Goal and contributions of this study
The primary aim of this work, classified as type 3 according to the Transparent Reporting of a multivariable prediction model for Individual Prognosis Or Diagnosis (TRIPOD) statement [24], was the development, internal and external validation of a predictive model for COVID-19 prognosis at one month. A key differentiator of this work is its focus on leveraging thoracic CT scan data in Digital Imaging and Communications in Medicine (DICOM) format. Age and sex, read from the metadata, were combined with a number of features extracted from the imaging data to create a model that requires all input features to originate from a single source. This facilitates seamless integration in clinical routine, a challenge often overlooked in similar studies but of utmost importance in emergency settings.
To achieve this, we explored and compared two fundamentally different and widely used modelling approaches: logistic regression, a traditional statistical method, and deep learning. By directly comparing these methods, we provide insights into their relative performance, robustness, and applicability in real-world scenarios.

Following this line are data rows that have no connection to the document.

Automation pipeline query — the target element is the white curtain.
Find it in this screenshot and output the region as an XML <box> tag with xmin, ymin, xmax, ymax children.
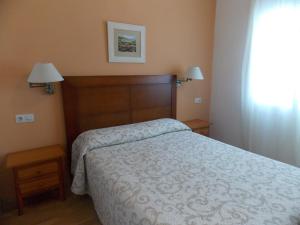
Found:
<box><xmin>242</xmin><ymin>0</ymin><xmax>300</xmax><ymax>166</ymax></box>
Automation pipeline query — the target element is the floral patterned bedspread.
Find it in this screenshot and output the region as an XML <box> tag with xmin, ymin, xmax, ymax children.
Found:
<box><xmin>72</xmin><ymin>119</ymin><xmax>300</xmax><ymax>225</ymax></box>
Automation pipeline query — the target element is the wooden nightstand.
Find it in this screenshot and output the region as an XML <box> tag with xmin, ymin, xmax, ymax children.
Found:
<box><xmin>183</xmin><ymin>119</ymin><xmax>210</xmax><ymax>137</ymax></box>
<box><xmin>6</xmin><ymin>145</ymin><xmax>65</xmax><ymax>215</ymax></box>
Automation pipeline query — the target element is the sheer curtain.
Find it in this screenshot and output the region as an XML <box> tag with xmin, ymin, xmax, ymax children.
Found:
<box><xmin>242</xmin><ymin>0</ymin><xmax>300</xmax><ymax>166</ymax></box>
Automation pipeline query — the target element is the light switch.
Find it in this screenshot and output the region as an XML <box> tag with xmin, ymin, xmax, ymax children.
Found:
<box><xmin>16</xmin><ymin>113</ymin><xmax>34</xmax><ymax>123</ymax></box>
<box><xmin>194</xmin><ymin>97</ymin><xmax>202</xmax><ymax>104</ymax></box>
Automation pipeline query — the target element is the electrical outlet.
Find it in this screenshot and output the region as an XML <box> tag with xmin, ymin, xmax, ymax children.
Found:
<box><xmin>194</xmin><ymin>97</ymin><xmax>202</xmax><ymax>104</ymax></box>
<box><xmin>16</xmin><ymin>114</ymin><xmax>34</xmax><ymax>123</ymax></box>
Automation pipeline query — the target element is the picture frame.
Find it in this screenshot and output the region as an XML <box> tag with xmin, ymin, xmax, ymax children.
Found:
<box><xmin>107</xmin><ymin>21</ymin><xmax>146</xmax><ymax>63</ymax></box>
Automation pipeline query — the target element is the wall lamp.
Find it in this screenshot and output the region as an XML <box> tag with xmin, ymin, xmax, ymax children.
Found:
<box><xmin>27</xmin><ymin>63</ymin><xmax>64</xmax><ymax>95</ymax></box>
<box><xmin>176</xmin><ymin>66</ymin><xmax>204</xmax><ymax>87</ymax></box>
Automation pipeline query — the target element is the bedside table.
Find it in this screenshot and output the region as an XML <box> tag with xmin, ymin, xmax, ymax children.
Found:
<box><xmin>183</xmin><ymin>119</ymin><xmax>210</xmax><ymax>137</ymax></box>
<box><xmin>6</xmin><ymin>145</ymin><xmax>65</xmax><ymax>215</ymax></box>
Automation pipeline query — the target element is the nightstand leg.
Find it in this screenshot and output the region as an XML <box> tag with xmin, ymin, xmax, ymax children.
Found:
<box><xmin>13</xmin><ymin>169</ymin><xmax>24</xmax><ymax>216</ymax></box>
<box><xmin>59</xmin><ymin>159</ymin><xmax>65</xmax><ymax>201</ymax></box>
<box><xmin>17</xmin><ymin>194</ymin><xmax>24</xmax><ymax>216</ymax></box>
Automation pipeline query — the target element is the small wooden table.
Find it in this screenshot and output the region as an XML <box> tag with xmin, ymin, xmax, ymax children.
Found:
<box><xmin>6</xmin><ymin>145</ymin><xmax>65</xmax><ymax>215</ymax></box>
<box><xmin>183</xmin><ymin>119</ymin><xmax>210</xmax><ymax>137</ymax></box>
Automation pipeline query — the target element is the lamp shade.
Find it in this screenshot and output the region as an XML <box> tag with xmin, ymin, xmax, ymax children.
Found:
<box><xmin>187</xmin><ymin>66</ymin><xmax>204</xmax><ymax>80</ymax></box>
<box><xmin>27</xmin><ymin>63</ymin><xmax>64</xmax><ymax>83</ymax></box>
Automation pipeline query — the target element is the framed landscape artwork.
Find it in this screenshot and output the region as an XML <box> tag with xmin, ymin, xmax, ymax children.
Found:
<box><xmin>107</xmin><ymin>21</ymin><xmax>146</xmax><ymax>63</ymax></box>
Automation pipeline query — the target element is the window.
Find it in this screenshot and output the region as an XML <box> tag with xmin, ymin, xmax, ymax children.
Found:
<box><xmin>249</xmin><ymin>1</ymin><xmax>300</xmax><ymax>109</ymax></box>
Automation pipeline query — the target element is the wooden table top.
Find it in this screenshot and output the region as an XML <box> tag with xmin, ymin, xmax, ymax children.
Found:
<box><xmin>6</xmin><ymin>145</ymin><xmax>64</xmax><ymax>168</ymax></box>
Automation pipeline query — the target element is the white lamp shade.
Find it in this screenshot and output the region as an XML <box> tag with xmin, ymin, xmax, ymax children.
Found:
<box><xmin>187</xmin><ymin>66</ymin><xmax>204</xmax><ymax>80</ymax></box>
<box><xmin>27</xmin><ymin>63</ymin><xmax>64</xmax><ymax>83</ymax></box>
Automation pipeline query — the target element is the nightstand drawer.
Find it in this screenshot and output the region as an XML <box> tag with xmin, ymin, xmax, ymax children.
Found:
<box><xmin>193</xmin><ymin>128</ymin><xmax>209</xmax><ymax>137</ymax></box>
<box><xmin>17</xmin><ymin>162</ymin><xmax>58</xmax><ymax>182</ymax></box>
<box><xmin>19</xmin><ymin>174</ymin><xmax>59</xmax><ymax>196</ymax></box>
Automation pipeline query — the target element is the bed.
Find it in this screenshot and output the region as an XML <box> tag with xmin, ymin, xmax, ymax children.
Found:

A significant strength of this study lies in the used datasets. The selected model was developed on a public dataset collected in March and April of 2020 and internally validated on a large, private dataset from the same initiative. In addition, a dataset of 1318 patients was collected from different institutions and countries than the training set, and used for external validation. This approach contrasts with many existing studies, which often rely on much smaller datasets [7, 8, 10,11,12,13, 16, 23] and/or lack validation on external test sets from different institutions [7,8,9,10,11, 15,16,17, 19,20,21, 23], making it impossible to determine their generalizability. Furthermore, to assess the robustness and adaptability of our model, the performance was assessed separately on data collected at later stages of the pandemic when the delta and omicron variants were most prevalent.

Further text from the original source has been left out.